Classics is the interdisciplinary study of ancient Greece and Rome. The department, which has been at the center of the Wabash curriculum since its founding, continues to give instruction in Greek and Latin from beginning to advanced levels, in ancient history, in Greek and Roman art and archaeology, in mythology, and in ancient literature in translation.
These offerings are supplemented by other courses that focus on aspects of ancient civilization, e.g., ancient medicine, Greek and Roman religion, Roman urban planning, ancient political theory, Greek philosophy, and ancient rhetoric. Classics majors are encouraged to broaden their intellectual perspectives by studying abroad, whether through the department’s own Immersion Courses to Italy and Greece or through semester-long programs at the Intercollegiate Center for Classical Studies in Rome and College Year in Athens. We also bring the world here to Wabash, with an active program of visiting speakers and a core faculty who travel regularly to the Mediterranean.

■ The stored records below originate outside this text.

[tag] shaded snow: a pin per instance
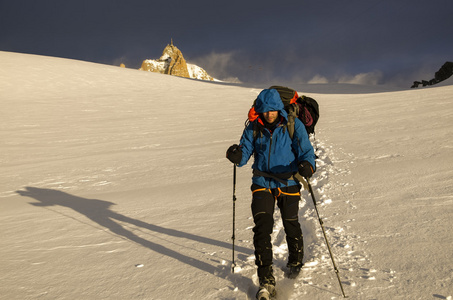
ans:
(115, 186)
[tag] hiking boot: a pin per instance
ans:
(266, 291)
(265, 275)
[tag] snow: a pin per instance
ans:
(115, 186)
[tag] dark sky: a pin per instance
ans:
(370, 41)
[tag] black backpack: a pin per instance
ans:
(305, 108)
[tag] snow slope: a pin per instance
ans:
(114, 185)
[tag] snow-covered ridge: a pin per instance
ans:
(172, 62)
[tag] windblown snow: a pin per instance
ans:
(114, 185)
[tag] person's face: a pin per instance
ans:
(270, 116)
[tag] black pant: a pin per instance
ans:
(263, 204)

Whether a student has aspirations to become the next Indiana Jones or simply loves reading ancient texts, the Classics Department at Wabash is a stimulating and welcoming intellectual home. Join us for the next Suovetaurilia (sacrifice of a pig, sheep, and bull, accompanied by feasting, song, and athletic competition), chariot races on the Mall, outreach to the local community through staged readings of ancient plays, and much more.

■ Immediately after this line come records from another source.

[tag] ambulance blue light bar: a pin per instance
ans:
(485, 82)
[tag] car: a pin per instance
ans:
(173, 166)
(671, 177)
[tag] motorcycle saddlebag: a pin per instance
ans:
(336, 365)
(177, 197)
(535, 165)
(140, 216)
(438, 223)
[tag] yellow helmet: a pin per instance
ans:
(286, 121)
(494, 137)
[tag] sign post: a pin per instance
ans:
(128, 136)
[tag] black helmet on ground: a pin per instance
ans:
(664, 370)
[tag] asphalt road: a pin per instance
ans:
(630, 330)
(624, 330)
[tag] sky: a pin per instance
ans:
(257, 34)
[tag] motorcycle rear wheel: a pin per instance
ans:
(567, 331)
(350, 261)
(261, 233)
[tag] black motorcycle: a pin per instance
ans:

We encourage all students to study Greek and/or Latin as the most immediate means of exploring the ancient world, of understanding the structure and vocabulary of our English language, and of preparing for the technical vocabulary used in the medical and legal professions today. Students can satisfy the College’s foreign language requirement through two courses in Greek or Latin.
A major in classics can lead to a wide variety of career paths. Recent Classics majors have found careers as Finance Commissioners, Attorneys, Naval Flight Officers, Ministers, Orthopedic Surgeons, Business Analysts, White House Military Officials, College Professors, Middle School and High School Teachers, Linguists for the US Army, Newspaper Copy Chiefs, Fiscal Analysts, Art/Archaeological Conservators, and Accounts Managers.